Did you find that the winter holidays, limited daylight, and cold weather wreaked havoc on your running schedule this winter? Don't beat yourself up -- many runners, especially those in cold climates, cut back on running during the winter months. Here are some tips to keep in mind as you head outside to take advantage of the nicer weather and ease back into running:
Make slow increases. If you haven't run consistently all winter, start your spring training with short, easy runs -- no more than 3 or 4 miles at a time. Don't run two days in a row. One of the easiest ways to get injured is to increase your mileage too soon, before you've established a good running base. Don't bump up your mileage by more than 10 percent per week. If you have the desire and time to train more, do low-impact cross-training, such as the bike or elliptical, to build your fitness.
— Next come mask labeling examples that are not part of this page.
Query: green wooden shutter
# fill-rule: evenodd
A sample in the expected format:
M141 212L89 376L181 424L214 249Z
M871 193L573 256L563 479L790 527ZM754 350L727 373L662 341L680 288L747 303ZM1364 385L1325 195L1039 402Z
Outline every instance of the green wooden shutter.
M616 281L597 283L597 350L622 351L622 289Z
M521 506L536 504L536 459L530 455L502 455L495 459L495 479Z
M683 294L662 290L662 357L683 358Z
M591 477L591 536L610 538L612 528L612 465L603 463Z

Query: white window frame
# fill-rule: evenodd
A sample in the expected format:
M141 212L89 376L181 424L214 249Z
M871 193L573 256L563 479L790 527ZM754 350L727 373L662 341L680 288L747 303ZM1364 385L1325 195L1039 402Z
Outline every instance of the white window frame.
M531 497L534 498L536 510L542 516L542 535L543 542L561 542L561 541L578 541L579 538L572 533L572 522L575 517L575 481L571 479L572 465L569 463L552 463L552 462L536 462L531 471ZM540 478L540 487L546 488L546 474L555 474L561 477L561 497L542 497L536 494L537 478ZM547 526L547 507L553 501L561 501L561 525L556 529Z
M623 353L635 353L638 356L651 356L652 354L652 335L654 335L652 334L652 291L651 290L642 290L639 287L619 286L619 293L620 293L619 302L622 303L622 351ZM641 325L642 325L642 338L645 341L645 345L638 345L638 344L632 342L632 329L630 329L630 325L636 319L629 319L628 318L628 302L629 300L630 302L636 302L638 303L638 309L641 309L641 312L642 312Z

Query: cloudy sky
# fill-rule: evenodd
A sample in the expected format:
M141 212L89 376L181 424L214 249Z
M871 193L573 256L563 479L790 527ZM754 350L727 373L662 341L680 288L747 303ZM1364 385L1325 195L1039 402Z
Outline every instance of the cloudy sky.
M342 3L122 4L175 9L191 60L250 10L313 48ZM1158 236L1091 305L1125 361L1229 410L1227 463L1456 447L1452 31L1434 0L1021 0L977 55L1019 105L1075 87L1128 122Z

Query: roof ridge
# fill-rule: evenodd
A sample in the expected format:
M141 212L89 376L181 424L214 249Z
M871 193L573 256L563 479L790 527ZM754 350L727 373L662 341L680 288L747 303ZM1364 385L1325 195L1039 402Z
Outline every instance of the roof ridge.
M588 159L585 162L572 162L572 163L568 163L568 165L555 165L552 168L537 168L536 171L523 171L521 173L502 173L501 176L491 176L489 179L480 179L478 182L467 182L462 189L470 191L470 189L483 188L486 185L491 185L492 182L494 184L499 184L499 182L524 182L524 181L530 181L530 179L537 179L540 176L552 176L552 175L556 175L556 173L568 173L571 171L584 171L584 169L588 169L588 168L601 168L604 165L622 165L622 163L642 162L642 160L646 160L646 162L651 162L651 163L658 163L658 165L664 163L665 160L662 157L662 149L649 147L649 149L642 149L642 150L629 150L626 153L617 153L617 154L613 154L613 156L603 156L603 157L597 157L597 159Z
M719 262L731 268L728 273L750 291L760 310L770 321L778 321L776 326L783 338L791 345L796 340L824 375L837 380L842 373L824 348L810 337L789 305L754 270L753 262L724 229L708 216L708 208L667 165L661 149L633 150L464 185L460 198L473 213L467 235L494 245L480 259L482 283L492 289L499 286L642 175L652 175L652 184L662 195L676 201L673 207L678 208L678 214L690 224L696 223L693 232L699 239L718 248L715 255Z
Watch your intensity. Be patient with your running -- it could take as long as 4-6 weeks to re-build your running base. Don't introduce hill running or speed training until you have a solid base. And make sure you give yourself enough recovery time in between hard workouts.
Look ahead, don't look back. If you took some time off from running, you may be frustrated thinking about your previous fitness level. Don't put pressure on yourself to get back into shape quickly. You'll have plenty of time to train and improve your fitness for summer and fall races. Just enjoy running as you work on building up your fitness level gradually and safely.